Etliche Online-Redaktionen haben bei Relaunchs in den letzten Monaten Social-Bookmarking-Dienste in ihr Angebot integriert. Was bringen sie Nutzern, Journalisten und Redaktionen? Die Hoffnungen sind einigerorts nicht unerheblich, die Erfahrungen noch eher verhalten.

Wie eine Schmuckleiste ziert eine ganze Reihe millimetergroßer Logos die Artikel auf den Websites von Stern und Süddeutscher Zeitung. Wer mit den diesen Symbolen von Furl, del.icio.us, Mr. Wong, Linkarena, Folkd, Oneview und weiteren ähnlichen Diensten nichts anfangen kann, erhält von Stern und SZ wenigstens einen kurzen Hinweis spendiert: „Lesezeichen hinzufügen“ oder „Bookmarken bei …“ heißt es. Klickt man die Symbole an, wird aber kein Lesezeichen im eigenen Browser erzeugt – stattdessen können registrierte Nutzer bei diesen Diensten ihre Favoriten online speichern.

Die Hauptvorteile für die Nutzer dabei: Die Links sind unabhängig vom eigenen PC abrufbar, sie können mit Schlagworten („Tags“) versehen werden und die private Linksammlung übers Netz auch für andere öffentlich gemacht werden. Deshalb spricht man vom „Social Bookmarking“ (Wikipedia). Neben den Web-2.0-üblichen „Tags“ ein weiterer sozialer (Ordnungs-) Faktor: Die gespeicherten Links können vom Besitzer und anderen Nutzern bewertet und weiterempfohlen werden.

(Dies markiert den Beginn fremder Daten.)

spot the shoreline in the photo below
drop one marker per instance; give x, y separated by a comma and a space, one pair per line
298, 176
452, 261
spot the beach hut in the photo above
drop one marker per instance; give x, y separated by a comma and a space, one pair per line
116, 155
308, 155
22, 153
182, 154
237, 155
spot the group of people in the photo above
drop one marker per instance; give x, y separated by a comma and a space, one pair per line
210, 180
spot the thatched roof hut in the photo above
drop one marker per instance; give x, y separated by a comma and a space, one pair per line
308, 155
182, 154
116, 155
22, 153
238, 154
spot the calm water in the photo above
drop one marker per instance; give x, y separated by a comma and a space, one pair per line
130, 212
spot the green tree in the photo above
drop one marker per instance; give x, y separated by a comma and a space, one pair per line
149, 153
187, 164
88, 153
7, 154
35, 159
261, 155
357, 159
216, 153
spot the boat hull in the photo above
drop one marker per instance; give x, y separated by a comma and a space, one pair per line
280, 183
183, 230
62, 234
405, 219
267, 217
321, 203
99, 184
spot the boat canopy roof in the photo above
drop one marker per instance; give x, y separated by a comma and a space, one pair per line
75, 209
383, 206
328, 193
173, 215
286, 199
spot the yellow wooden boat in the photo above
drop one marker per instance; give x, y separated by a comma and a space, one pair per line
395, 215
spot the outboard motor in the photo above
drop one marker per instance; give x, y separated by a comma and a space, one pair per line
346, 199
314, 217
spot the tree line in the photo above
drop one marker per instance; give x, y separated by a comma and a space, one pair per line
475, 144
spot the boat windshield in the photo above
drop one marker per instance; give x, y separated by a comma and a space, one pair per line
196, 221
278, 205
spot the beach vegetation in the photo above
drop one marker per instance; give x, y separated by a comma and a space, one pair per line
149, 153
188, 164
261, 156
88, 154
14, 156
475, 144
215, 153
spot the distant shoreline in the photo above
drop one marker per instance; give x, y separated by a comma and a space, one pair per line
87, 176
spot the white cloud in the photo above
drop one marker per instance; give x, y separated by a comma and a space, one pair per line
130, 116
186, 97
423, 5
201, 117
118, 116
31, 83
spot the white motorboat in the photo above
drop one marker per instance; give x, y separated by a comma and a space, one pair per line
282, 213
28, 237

Social Bookmarks und Social News

Dienste wie Digg, Yigg oder Webnews haben sich ganz auf das Weiterempfehlen und Ranking von Artikeln anderer Websites von Nutzer zu Nutzer spezialisiert. Die PC Welt unterscheidet deshalb zwischen Plattformen für „Social Bookmarks“ und „Social News“, doch beide Arten von Diensten habe große Schnittmengen. „Im Gegensatz zur frühen Phase der Social-Bookmark-Dienste gleichen sich die Dienste in puncto Grundfunktionen immer stärker. Trotzdem gibt es deutliche Unterschiede“, sagt Torsten Rox, der sich als Berater für Wissensmanagement in seinem Weblog mit Social Bookmarks beschäftigt.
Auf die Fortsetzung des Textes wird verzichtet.